Минут через сорок разведка вернулась. Витя доложил:
— Немцы в селении, засели по домам, но там полно и гражданских.
Пройдя пол-Германии от самой польской границы, мы мало видели штатское население, не считая редких выживших из ума стариков и старух да разбитых параличом калек. Лишь на подступах к Берлину и в самом городе появились первые гражданские немцы, да и то их было не так уж много.
Командир батальона собрал взводных:
— Придется выкуривать их осторожно. Лобовая атака не годится…
Было решено, что мы зайдем в Шарнсдорф с тыла — два взвода слева, два — справа.
Уже было совсем светло, когда мы выбрались из леса и, совершив немалый полукруг, подошли к задворкам крайних домов.
Дома аккуратные, одинаково серые, с крутыми черепичными крышами, окруженные строгими палисадниками. Вокруг них — сады и ухоженные огороды.

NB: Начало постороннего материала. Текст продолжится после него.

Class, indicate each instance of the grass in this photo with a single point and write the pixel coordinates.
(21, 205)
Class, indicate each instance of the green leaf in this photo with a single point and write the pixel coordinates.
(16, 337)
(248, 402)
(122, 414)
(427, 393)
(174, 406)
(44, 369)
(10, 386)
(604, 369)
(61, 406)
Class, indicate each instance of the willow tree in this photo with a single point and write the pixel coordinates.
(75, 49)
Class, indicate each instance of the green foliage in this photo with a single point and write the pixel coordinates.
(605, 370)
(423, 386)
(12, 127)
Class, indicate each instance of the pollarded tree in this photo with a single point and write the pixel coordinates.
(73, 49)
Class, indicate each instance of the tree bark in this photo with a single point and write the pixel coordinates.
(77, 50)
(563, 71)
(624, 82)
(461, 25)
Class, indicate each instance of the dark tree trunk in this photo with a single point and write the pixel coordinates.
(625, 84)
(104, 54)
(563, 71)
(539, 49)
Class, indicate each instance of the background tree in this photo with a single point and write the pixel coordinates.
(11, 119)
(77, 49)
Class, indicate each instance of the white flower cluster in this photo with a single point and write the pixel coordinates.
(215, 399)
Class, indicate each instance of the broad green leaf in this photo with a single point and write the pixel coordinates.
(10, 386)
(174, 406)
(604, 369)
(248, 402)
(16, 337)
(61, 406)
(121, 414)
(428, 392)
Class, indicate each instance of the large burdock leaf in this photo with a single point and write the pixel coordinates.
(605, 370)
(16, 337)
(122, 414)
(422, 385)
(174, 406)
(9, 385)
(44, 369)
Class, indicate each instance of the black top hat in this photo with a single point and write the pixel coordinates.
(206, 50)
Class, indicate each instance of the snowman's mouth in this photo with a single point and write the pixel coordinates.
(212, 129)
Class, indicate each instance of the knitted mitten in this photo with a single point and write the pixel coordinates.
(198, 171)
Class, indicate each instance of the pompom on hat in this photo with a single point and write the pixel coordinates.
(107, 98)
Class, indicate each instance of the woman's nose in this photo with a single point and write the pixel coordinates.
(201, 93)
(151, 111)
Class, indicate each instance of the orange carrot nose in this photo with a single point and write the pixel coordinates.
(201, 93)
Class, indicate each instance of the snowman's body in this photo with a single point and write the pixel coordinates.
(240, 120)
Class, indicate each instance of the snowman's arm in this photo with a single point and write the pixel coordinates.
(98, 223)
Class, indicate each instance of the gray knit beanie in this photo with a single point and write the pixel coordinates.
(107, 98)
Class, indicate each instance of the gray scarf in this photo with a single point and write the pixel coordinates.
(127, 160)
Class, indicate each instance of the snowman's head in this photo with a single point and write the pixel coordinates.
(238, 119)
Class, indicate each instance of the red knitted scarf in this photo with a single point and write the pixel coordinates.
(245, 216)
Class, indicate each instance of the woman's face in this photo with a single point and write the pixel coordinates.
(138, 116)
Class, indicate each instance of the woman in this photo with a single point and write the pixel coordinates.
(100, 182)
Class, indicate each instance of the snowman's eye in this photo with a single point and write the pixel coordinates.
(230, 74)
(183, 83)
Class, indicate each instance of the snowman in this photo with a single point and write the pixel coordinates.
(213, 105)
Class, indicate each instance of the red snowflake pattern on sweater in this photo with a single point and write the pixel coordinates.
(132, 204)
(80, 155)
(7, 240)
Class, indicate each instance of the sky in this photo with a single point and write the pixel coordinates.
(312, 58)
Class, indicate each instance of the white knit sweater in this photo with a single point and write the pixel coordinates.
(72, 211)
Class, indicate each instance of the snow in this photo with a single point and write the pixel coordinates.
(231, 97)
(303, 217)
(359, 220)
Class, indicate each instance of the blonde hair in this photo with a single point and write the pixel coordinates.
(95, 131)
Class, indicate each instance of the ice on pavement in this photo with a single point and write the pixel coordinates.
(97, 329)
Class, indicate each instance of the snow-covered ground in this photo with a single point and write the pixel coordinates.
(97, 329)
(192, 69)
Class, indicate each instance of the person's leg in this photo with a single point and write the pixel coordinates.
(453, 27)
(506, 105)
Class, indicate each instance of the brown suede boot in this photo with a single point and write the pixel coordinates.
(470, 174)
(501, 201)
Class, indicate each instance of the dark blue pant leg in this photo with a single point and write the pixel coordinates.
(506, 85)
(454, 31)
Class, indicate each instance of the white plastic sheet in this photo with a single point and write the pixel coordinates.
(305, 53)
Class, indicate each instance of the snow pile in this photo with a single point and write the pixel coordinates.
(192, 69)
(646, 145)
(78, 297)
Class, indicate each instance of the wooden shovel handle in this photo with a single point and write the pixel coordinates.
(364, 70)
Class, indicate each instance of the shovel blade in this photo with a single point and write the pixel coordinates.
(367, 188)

Немцы, по всей видимости, здесь нас не ждали и потому подпустили без единого выстрела почти вплотную к дверям и окнам.
Дальше все происходило относительно просто. Мы по очереди врывались в дома, обезоруживали уже довольно вяло сопротивляющихся гитлеровцев. В первых двух домах немцы пытались стрелять. Но, к счастью, никто не пострадал. Большинство же просто бросало оружие и покорно выходило с поднятыми руками на улицу. Всего их оказалось больше ста человек.
— Ребята, сюда! — мы услышали отчаянно-растерянный голос ординарца комбата Беспалова.
Несколько солдат, в том числе и я, подбежали к погребу, пристроенному к одному из домов.
Беспалова, белого как снег, трясло:
— Смотрите!
Возле яблони ничком лежал старший лейтенант Ухов, а в нескольких метрах от него возле распахнутой двери погреба немецкий офицер в чине полковника.
— Они застрелили друг друга. Первый раз вижу такое, — произнес кто-то.
— Это я виноват, я его упустил, — бубнил Беспалов. — Капитана Сомова в Берлине хоть без меня убили, а тут при мне…
Мы бросились в рядом стоящий дом. Две перепуганные женщины — седая, старая, и совсем молодая — и трое белобрысых детей — мальчишек — испуганно сгрудились вместе, смотрели на нас. Молодая даже закрыла от ужаса лицо руками.
— Есть кто?
Они онемело молчали.
Я проскочил по лестнице наверх.
В большой пустой комнате лицом к окну сидел немецкий обер-лейтенант и, странно жестикулируя, разговаривал сам с собой. Перед ним на столе лежал пистолет.
Я поначалу несколько опешил.
О чем он говорил, я не понял, да и не мог понять, ибо не знал немецкого, но, судя по голосу и жестам, немец доказывал сам себе что-то весьма убедительное.
Наконец он обернулся в мою сторону, вроде удивился, но тут же вскочил и судорожно рванул вверх руки.
— Не надо, не надо, — почему-то сказал я и, подойдя к нему, показал, чтобы он опустил руки. Пистолет же на всякий случай взял.
Так мы и стояли некоторое время друг против друга.